Moreover, don’t underestimate the spending muscle of the wealthy, he said. “These folks have pretty healthy consumption appetites.”

Former Clinton administration economist Robert J. Shapiro, now chairman of Sonecon, an economic advisory firm, argued that the clear problem in consumer spending was the burst of the real estate bubble.

“Think of what happened to housing values,” he said. “People have gotten poorer — that is what has happened to consumption.”

But some economists say that inequality helped drive the economy into the financial crisis in the first place.

When people at the top of the income ladder are making more, they look for new ways to reap returns on their money, said Robert Frank, author of “The Darwin Economy” and a Cornell University economist. “In response to their demands, the financial industry creates new instruments for extending credit to the middle class.”

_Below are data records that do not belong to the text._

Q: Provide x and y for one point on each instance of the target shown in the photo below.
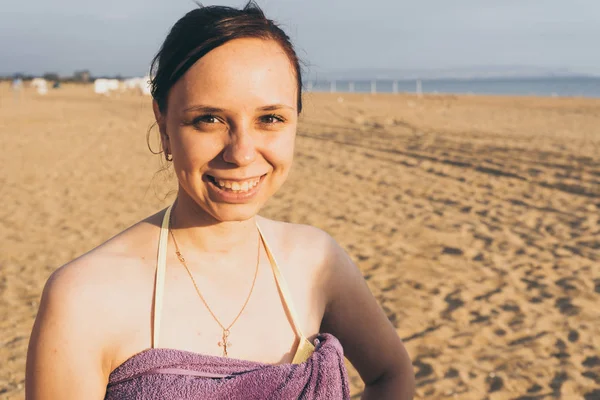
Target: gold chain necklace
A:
(224, 339)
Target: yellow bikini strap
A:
(159, 285)
(287, 297)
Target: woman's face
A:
(230, 125)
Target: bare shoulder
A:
(311, 244)
(86, 304)
(107, 267)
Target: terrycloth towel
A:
(175, 374)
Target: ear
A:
(162, 125)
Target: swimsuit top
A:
(305, 347)
(316, 372)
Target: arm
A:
(64, 360)
(370, 341)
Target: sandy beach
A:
(475, 220)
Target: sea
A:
(547, 86)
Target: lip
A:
(224, 196)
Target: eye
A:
(205, 119)
(271, 119)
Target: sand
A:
(475, 220)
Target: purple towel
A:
(177, 374)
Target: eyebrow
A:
(210, 109)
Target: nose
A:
(241, 150)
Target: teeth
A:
(238, 186)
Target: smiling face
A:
(230, 125)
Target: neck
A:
(198, 230)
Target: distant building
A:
(81, 76)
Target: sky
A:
(112, 37)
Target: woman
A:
(212, 315)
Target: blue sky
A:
(120, 37)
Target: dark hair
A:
(206, 28)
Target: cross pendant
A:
(224, 342)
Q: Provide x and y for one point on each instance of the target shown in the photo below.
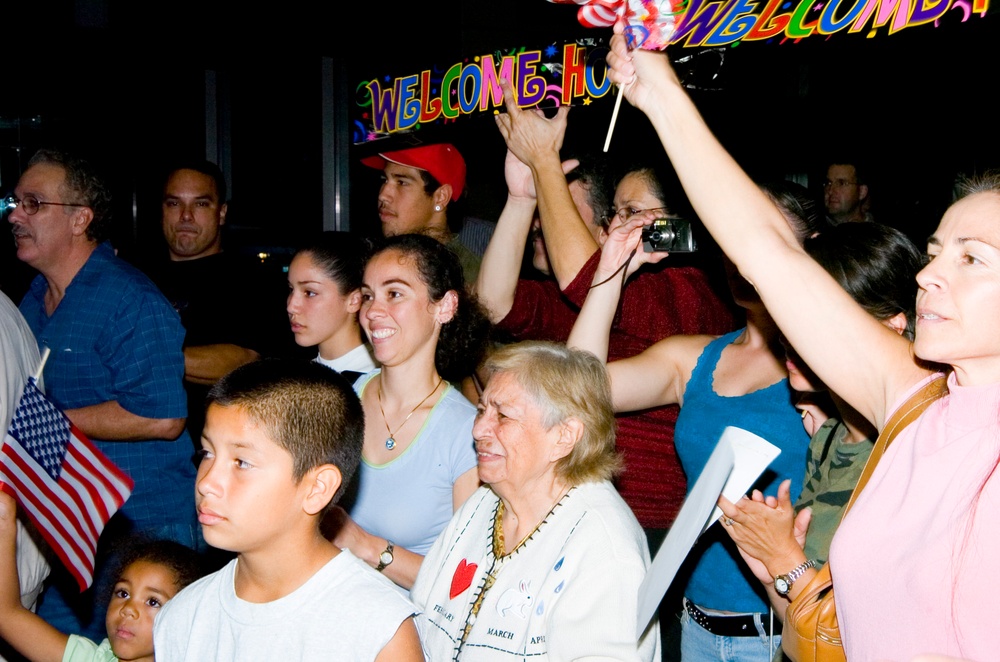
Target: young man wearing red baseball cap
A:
(418, 185)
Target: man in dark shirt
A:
(224, 302)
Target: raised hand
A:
(639, 71)
(767, 529)
(528, 134)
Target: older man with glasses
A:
(845, 194)
(116, 364)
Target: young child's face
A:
(139, 593)
(246, 493)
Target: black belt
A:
(742, 625)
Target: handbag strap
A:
(908, 412)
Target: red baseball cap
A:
(441, 160)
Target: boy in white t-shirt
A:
(281, 440)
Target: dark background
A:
(125, 84)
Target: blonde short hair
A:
(567, 383)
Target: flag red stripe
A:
(62, 541)
(61, 502)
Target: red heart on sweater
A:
(462, 579)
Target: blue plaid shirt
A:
(115, 337)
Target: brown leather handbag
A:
(811, 632)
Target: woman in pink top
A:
(914, 563)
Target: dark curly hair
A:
(83, 186)
(341, 256)
(463, 340)
(876, 264)
(185, 563)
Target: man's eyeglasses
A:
(30, 204)
(838, 183)
(626, 213)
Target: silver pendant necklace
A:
(390, 442)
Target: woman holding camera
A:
(736, 379)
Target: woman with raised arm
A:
(913, 563)
(876, 265)
(737, 379)
(418, 461)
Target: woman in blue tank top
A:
(737, 379)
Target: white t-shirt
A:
(346, 611)
(359, 359)
(20, 359)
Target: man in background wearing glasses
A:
(845, 194)
(116, 364)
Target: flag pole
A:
(41, 366)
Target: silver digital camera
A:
(669, 234)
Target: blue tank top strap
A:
(705, 367)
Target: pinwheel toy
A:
(649, 24)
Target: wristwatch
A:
(385, 558)
(783, 583)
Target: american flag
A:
(66, 485)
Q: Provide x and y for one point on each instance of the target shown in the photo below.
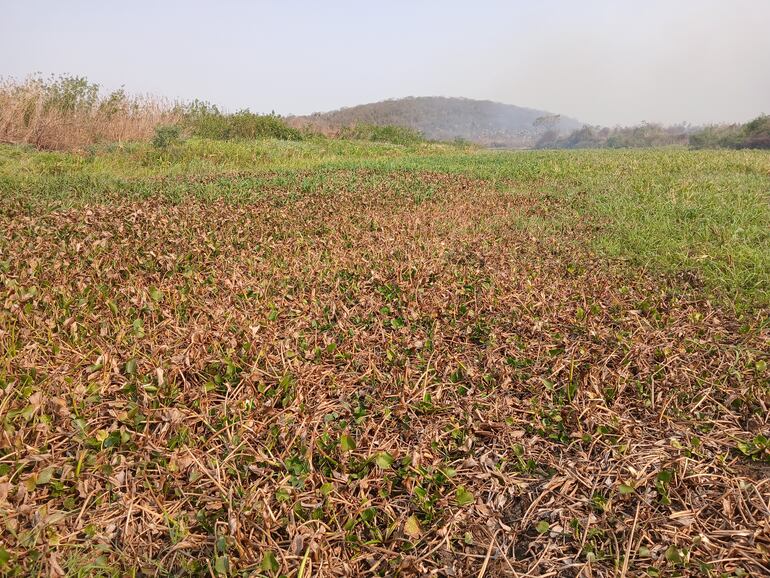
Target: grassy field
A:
(335, 358)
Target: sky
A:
(605, 62)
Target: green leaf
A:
(155, 294)
(384, 460)
(269, 562)
(347, 443)
(464, 497)
(673, 555)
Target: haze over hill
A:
(440, 118)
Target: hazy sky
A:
(600, 61)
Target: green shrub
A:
(752, 135)
(207, 121)
(387, 133)
(166, 135)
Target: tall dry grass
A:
(68, 113)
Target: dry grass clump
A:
(68, 113)
(381, 376)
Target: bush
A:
(166, 136)
(68, 112)
(206, 121)
(386, 133)
(754, 134)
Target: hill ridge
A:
(484, 122)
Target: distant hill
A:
(484, 122)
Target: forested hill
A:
(439, 118)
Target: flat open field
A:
(332, 358)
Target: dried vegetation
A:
(381, 375)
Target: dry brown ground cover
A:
(367, 382)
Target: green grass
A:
(704, 213)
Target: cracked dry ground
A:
(366, 380)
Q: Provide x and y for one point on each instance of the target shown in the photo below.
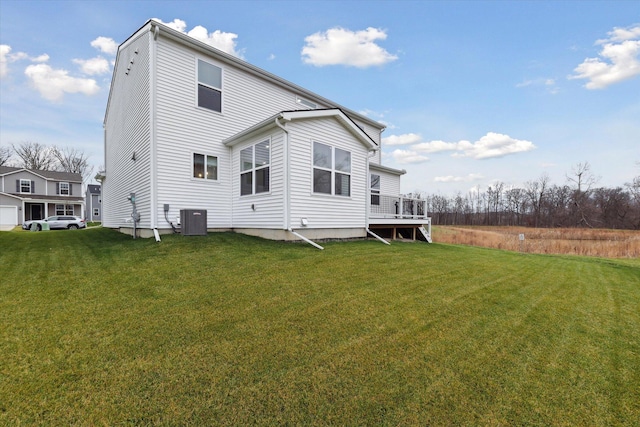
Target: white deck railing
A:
(398, 207)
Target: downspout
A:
(153, 171)
(287, 176)
(287, 188)
(367, 184)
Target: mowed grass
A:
(99, 329)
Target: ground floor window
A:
(205, 167)
(331, 170)
(64, 209)
(255, 168)
(375, 189)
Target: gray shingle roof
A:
(53, 175)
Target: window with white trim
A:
(331, 170)
(255, 168)
(25, 186)
(205, 167)
(64, 209)
(63, 188)
(375, 189)
(209, 86)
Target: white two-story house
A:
(190, 127)
(27, 194)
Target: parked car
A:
(56, 222)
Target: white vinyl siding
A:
(263, 210)
(326, 211)
(128, 128)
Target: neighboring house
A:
(190, 127)
(27, 194)
(93, 202)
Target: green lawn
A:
(99, 329)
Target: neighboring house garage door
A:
(8, 216)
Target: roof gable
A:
(48, 175)
(287, 116)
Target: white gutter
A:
(300, 236)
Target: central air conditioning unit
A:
(193, 222)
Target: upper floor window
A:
(25, 186)
(254, 168)
(209, 86)
(205, 167)
(63, 188)
(331, 170)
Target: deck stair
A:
(426, 234)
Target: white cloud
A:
(93, 66)
(406, 139)
(105, 45)
(339, 46)
(619, 59)
(450, 178)
(489, 146)
(438, 146)
(493, 145)
(6, 57)
(53, 84)
(226, 42)
(408, 156)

A debt bubble can grow for a long time before it bursts. And while it expands, it reshapes the economy — even though some changes are nearly invisible. After all, consumers who borrow can keep spending.

But those changes may help explain weak and erratic growth, said economist Steven Fazzari of Washington University.

Before the early 1970s, productivity and wages rose together — the more the economy produced, the more efficient it was, the better paid were ordinary working people. But bit by bit, wages fell behind, Fazzari said.

“People were not earning enough to buy what they produced,” he said. “When that happens, we have to find a way to patch the hole. And there are a bunch of ways. I think that the big thing is that the middle class started borrowing so their spending could keep growing. ... It became a kind of ticking time bomb.”

Eventually, the bomb exploded.

Economists used to think that efforts to make incomes more equal had to make the economy less efficient. But now, they are not so sure.

A study by two economists with the International Monetary Fund compared data from 15 nations from 1950 to 2006 and found that when inequality rose, it undermined growth.

“A rising tide lifts all boats and our analysis indicates that helping raise the smallest boats may help keep the tide rising for all craft, big and small,” wrote Andrew Berg and Jonathan D. Ostry. “Reduced inequality and sustained growth may be two sides of the same coin.”

Still, most countries in the study were less developed than the United States. And by itself inequality may not hamstring growth — even if it’s growing.

Perhaps inequality matters less once the economy is chugging along. It may be that after recession, when a turnaround depends on consumer spending, a lack of middle-class buying power is most sorely missed.

Which is why inequality might matter now.

Massive government spending seems blocked by both politics and deficit worries. The global economy is worrisome. And with consumers still trying to pay off debts, more borrowing is not a good idea, said economist Fazzari of Washington University.

What the economy needs, it is not likely to get, he said. “Wage growth would be best.”